The 3D-printed samples were placed in an autoclave at temperatures less than or equal to the glass transition temperature; at this point, pressurization helped to prevent warping, improved the consolidation of layers, and nullified any voids. Tensile modulus was greatly increased. However, flexural and impact strength have low effect on the strength of the specimens. The weights also changed due to internal molecular rearrangement.

In the oven temperature treatment, the concentric printing pattern of 3D-printed samples appears to be the best. It has excellent tensile and flexural resistance. After oven temperature treatment, the weights of the dog bone specimens decreased by an average of 0.2%, while the weights of rectangular specimens decreased by an average of 0.25%; justification for this is the pattern’s deportation of the moisture from the internal layers in the oven temperature treatment process.
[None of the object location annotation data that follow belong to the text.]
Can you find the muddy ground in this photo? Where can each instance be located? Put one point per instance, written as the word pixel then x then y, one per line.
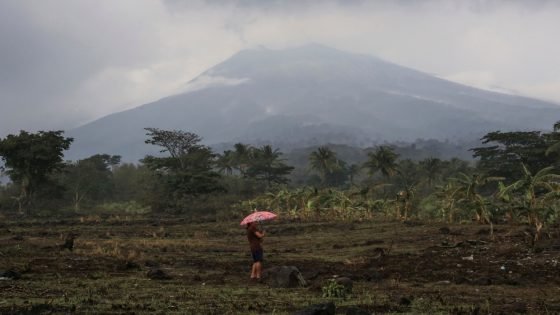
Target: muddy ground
pixel 163 266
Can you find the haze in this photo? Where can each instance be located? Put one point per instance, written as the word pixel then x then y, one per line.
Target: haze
pixel 64 63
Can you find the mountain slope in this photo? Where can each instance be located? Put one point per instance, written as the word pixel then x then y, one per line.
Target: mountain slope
pixel 314 94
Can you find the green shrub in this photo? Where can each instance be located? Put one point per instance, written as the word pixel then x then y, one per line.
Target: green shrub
pixel 333 289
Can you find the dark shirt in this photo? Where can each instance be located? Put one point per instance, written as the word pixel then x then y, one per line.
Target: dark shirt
pixel 254 240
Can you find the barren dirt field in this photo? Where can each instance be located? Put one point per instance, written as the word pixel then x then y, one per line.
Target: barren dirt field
pixel 165 266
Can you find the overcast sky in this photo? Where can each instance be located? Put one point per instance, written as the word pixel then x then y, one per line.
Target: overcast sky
pixel 67 62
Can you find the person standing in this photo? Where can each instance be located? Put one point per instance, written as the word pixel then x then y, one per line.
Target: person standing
pixel 255 236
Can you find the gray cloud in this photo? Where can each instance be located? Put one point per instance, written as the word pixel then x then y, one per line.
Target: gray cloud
pixel 66 62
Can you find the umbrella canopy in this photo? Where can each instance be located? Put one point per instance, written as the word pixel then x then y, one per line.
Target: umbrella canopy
pixel 258 216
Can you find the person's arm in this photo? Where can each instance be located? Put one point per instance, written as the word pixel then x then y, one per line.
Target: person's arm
pixel 259 234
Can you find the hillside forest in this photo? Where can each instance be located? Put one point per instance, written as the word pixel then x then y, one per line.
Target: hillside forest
pixel 513 178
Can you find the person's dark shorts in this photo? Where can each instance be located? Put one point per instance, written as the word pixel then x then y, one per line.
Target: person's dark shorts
pixel 257 255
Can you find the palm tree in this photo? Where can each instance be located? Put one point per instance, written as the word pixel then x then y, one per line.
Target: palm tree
pixel 384 160
pixel 448 195
pixel 555 147
pixel 469 195
pixel 535 189
pixel 265 164
pixel 353 170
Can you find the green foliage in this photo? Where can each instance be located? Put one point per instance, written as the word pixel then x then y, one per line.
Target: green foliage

In autoclave pressurization of 3D-printed samples, comparing the patterns, the rectilinear infill printing pattern appears to be better. It has an excellent tensile modulus: the rectilinear pattern has an increase of 50%, whereas the concentric pattern was decreased by an average of 15%. The reasons for the change are unknown. Flexural modulus increased by 7% for both the rectilinear and concentric patterns, whereas concentric pattern did not show any difference. Impact strength had an increase of 13% and 4%, respectively, for concentric and rectilinear patterns. This is due to the pattern’s absorption of the moisture, which resulted in elevated elastic deformation of the PLA.

Broadly speaking, the oven temperature-treated specimens showed greater modulus and strength gains than the autoclave-pressurized specimens. The weight of the specimen had some positive impact on the properties of the material. However, the concentric infill pattern was almost 90% nearer to that of the injection-molded specimens’ tensile, flexural modulus, and impact strength.